When analyzing some reports, you may come across amounts that differ from expectations, especially in accounting reports.
One of the first validations to perform is to check whether the fiscal year has been closed.
Next, you must compare the report data with the actual system entries.
Your investigation should depend on the source of the discrepancy:
- If the issue is with clients, check the client account statement
- If it’s with suppliers, check the supplier account statement
- If it’s with banks, check the bank reconciliation
- And so on
🧪 Practical Example
Report: Account Summary
Line Item: Client Debts
- Report for Dec/2021: €3,000
- Client statement from 01/01/2021 to 31/12/2021: €2,750
🔎 Step 1 – Narrow down the discrepancy
Analyze the report month by month until you identify the exact period where the difference appears.
- Report for Jan/2021: €5,000
- Client statement from 01/01/2021 to 31/01/2021: €5,035
➡ The difference already exists in January, so the error lies before this period.
Let’s now review year 2020:
- Report for Dec/2020: €1,500
- Client statement from 01/01/2020 to 31/12/2020: €700
➡ The discrepancy persists.
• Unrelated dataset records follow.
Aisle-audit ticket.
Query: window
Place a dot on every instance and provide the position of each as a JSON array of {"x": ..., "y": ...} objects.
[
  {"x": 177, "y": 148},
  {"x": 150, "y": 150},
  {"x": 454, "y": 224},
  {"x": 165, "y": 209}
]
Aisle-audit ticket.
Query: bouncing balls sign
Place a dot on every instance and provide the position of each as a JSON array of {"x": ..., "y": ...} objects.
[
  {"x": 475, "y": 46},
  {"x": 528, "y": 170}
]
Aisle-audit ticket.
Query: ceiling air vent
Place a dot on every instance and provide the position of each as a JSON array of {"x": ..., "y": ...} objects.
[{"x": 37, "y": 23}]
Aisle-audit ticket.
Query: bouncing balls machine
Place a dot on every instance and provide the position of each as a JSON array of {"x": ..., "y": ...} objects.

If there are no previous entries, the error is likely in the opening document (usually in journal X).
🛠️ Step 2 – Correct the opening document
- Open the document via
Accounting > Accounting Documents
- In the Account Statement tab, click a line to view the totals
- In the Details tab, validate whether account 2111 matches the expected total
- If not, adjust:
- Update the debit in account 2111
- And the offsetting account (e.g.,
Retained Earnings
for opening balances)
✅ Step 3 – Reopen and close the fiscal year
After saving:
- Reopen and reclose the fiscal year
- Re-run the report — the values should now be correct
⚠️ Recommendation: Perform regular reconciliations and checks to prevent the accumulation of accounting errors.